Chapter Review Questions

  1. 1.

    What are the clinical characteristics of REN?

  2. 2.

    At what age do patients with NPHP 1-3 typically reach end-stage renal disease?

  3. 3.

    What are the functions of uromodulin (Tamm-Horsfall protein)?

  4. 4.

    What is cheaper, a renal biopsy or genetic testing for NPHP/ADTKD?

Answers

  1. 1.

    REN is characterised by a hyporeninaemic state resulting in anaemia in childhood (hypoplastic), mild hyperkalaemia, hyperuricaemia, lowish blood pressure, AKI with minor provocation and progressive CKD with a bland urine.

  2. 2.

    NPHP-1, known as juvenile form, reaches ESRD at roughly 13 years; NPHP-2, known as infantile form, results in renal failure very early, typically 1 year but always before 2. NPHP-3, adolescent form, reaches ESRD at an average of 19 years but ranging from 10 to adulthood.

  3. 3.

    It has roles inhibiting stone formation, urinary tract infection, innate immunity, immune regulation and water regulation by the kidney.

  4. 4.

    A bit depends on the local costs of genetic screening, but genetic screening, if not already cheaper (and less invasive), is likely to become much cheaper than a renal biopsy.

Case Study

Case 1

A 35-year-old man from Somalia was referred by his family doctor following blood tests to investigate fatigue, showing an eGFR of 15 ml/min. He had been separated from his family for a while and was not aware of any family history. He was normotensive and slim and his examination was unremarkable. Urine dipstick was bland and a renal ultrasound reported normal size kidneys with the appearance of CKD with reduced corticomedullary differentiation. Acute and chronic screen for secondary causes of renal failure was negative, but he had moderately raised liver function tests. A MRCP and liver screen was unremarkable. He received a deceased donor renal transplant and developed diabetes post-transplant.
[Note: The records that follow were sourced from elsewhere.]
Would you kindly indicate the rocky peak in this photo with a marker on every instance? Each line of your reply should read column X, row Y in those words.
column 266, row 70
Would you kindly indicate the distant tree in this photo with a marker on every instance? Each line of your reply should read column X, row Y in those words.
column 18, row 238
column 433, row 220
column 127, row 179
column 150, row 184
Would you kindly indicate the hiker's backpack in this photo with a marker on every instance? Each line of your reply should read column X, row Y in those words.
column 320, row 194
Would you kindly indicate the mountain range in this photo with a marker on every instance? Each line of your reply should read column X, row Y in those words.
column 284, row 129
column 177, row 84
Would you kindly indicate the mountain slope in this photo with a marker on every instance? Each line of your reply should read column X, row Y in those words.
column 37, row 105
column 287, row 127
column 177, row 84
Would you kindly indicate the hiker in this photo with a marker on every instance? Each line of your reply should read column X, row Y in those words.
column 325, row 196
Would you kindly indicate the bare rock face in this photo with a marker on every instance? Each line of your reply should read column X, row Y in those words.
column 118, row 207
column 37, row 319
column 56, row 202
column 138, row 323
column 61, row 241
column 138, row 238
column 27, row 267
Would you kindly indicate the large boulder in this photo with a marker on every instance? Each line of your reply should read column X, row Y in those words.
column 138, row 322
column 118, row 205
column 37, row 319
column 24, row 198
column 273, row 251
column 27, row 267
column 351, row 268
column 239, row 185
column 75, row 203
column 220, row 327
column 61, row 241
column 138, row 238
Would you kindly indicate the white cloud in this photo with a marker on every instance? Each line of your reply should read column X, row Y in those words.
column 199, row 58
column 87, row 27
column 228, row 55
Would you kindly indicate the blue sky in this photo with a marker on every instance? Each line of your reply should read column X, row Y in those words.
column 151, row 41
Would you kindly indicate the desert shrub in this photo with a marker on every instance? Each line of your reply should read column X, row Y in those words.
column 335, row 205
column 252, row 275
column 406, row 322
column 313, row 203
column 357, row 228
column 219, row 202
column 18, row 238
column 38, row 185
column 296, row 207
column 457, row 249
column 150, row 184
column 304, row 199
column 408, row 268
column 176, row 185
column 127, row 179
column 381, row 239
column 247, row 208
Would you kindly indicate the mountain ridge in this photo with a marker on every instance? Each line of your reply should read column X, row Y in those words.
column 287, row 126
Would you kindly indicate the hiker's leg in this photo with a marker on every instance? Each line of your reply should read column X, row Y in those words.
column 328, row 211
A review of an abdominal CT scan a few years prior demonstrated atrophy of the tail of the pancreas, and a retrospective review of pre-transplant bloods showed a low magnesium and high uric acid levels.

A presumptive diagnosis of NHF1-ß was made and confirmed by genetic testing. Although the diagnosis had little impact for the patient, the autosomal dominant nature of the mutation had important implications for his family as well as an explanation for his abnormal liver function tests.